Miki é inocente, mesmo que o MP afirme ser ele o principal beneficiário do esquema de corrupção. Ele só vai receber o carimbo de culpado quando transitar em julgado a sentença condenatória. “Lula não sabia do mensalão. Dilma não sabia do petrolão. Bolsonaro não sabe da Covaxin”, titulou o editor da Revista Isto É outro dia. Por aqui, nada nos impede de dizer que “Miki não sabe do mesadão do lixo”. Difícil é acreditar, ainda mais se levarmos em conta que o suposto operador do mesadão do lixo é parceiro de um bom vinho.

Agora pela manhã, o procurador da Câmara, Rodrigo Silveira, se reúne com o desembargador da 4ª Câmara Criminal do Tribunal de Justiça, Aristides Pedroso de Albuquerque Neto. Vai tentar acesso aos processos para que os vereadores possam tomar uma decisão mais tranquila. Cassar um prefeito sem provas irrefutáveis, seria um erro que tiraria o sono até de quem quer vê-lo longe da prefeitura. Lógico, falo de quem tem caráter.

Os processos correm em segredo de Justiça e acho improvável ser franqueado o acesso. Talvez na fase de instrução do procedimento do impeachment, se aceita a denúncia para a formação da Comissão Processante, seja possível. Não vejo pressa para tirar em definitivo o prefeito do cargo. Ele já está afastado por 180 dias, proibido de exercer suas funções. Uma decisão como essa pode ser tomada sem atropelos. E ele próprio pode poupar a Câmara renunciando, para não perder os direitos políticos, e poder concorrer a deputado no ano que vem.
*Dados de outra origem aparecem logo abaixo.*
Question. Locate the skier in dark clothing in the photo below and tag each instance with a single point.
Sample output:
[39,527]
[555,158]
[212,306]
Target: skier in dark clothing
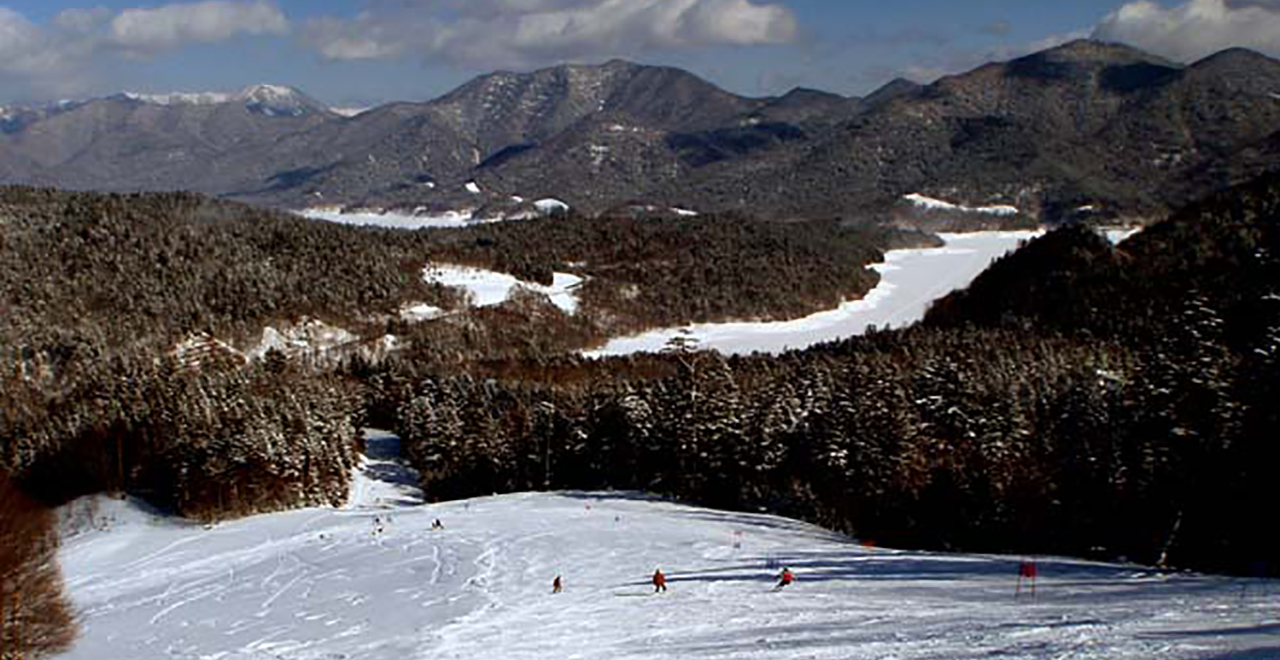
[785,578]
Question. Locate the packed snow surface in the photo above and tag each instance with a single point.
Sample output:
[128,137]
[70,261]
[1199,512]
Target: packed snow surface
[487,287]
[938,205]
[391,220]
[910,279]
[551,205]
[375,582]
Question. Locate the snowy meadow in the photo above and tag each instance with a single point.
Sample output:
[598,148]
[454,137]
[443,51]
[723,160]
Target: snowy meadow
[376,581]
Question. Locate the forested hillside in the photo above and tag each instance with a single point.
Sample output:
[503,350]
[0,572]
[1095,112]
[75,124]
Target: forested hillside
[1079,398]
[1121,406]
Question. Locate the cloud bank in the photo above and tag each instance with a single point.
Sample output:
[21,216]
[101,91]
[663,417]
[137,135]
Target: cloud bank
[494,33]
[1197,28]
[173,26]
[58,58]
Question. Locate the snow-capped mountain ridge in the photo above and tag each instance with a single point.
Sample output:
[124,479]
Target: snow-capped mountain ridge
[268,99]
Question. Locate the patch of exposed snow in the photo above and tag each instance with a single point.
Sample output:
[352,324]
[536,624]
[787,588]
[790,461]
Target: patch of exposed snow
[910,279]
[551,205]
[374,581]
[415,312]
[310,338]
[181,97]
[487,287]
[938,205]
[446,220]
[1118,234]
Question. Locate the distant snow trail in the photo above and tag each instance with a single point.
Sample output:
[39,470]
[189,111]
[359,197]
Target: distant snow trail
[324,587]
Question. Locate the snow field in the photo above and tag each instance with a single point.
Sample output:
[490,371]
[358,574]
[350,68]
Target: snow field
[449,220]
[910,279]
[373,581]
[938,205]
[487,287]
[320,583]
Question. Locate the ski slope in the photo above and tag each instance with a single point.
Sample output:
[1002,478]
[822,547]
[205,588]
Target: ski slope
[910,279]
[325,583]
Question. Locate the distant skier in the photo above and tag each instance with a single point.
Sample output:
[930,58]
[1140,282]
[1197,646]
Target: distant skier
[785,578]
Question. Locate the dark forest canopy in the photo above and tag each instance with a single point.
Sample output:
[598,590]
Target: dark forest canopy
[1080,398]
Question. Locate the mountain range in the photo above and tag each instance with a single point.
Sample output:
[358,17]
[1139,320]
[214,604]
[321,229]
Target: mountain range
[1082,129]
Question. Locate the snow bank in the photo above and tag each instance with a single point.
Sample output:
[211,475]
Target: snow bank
[415,312]
[551,205]
[910,279]
[487,287]
[307,338]
[938,205]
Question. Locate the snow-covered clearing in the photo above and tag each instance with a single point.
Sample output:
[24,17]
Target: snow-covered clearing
[910,279]
[487,287]
[551,205]
[327,583]
[938,205]
[448,220]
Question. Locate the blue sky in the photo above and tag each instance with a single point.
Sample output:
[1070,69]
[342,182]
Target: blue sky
[366,51]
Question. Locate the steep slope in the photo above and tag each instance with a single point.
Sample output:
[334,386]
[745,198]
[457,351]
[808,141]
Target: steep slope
[1082,124]
[378,582]
[159,141]
[504,109]
[1086,128]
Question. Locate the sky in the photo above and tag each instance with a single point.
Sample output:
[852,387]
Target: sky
[361,53]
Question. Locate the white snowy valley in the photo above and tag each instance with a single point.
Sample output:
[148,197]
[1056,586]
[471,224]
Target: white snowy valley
[375,581]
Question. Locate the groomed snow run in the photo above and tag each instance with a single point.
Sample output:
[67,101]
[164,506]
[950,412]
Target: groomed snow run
[938,205]
[551,205]
[487,287]
[447,220]
[910,279]
[375,582]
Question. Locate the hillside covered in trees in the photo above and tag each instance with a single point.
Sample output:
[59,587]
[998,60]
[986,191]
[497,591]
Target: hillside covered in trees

Um cuidado importante que a Câmara precisa tomar no tratamento deste pedido de impeachment, e de outros que podem surgir, é tirar da apreciação o vereador Gilson Stuart. Ele, ao lado de Miki e outros, está entre os integrantes do suposto esquema de desvios de recursos investigados na Operação Proximidade. Não pode votar, assim como Marco Barbosa, por ser cunhado do prefeito.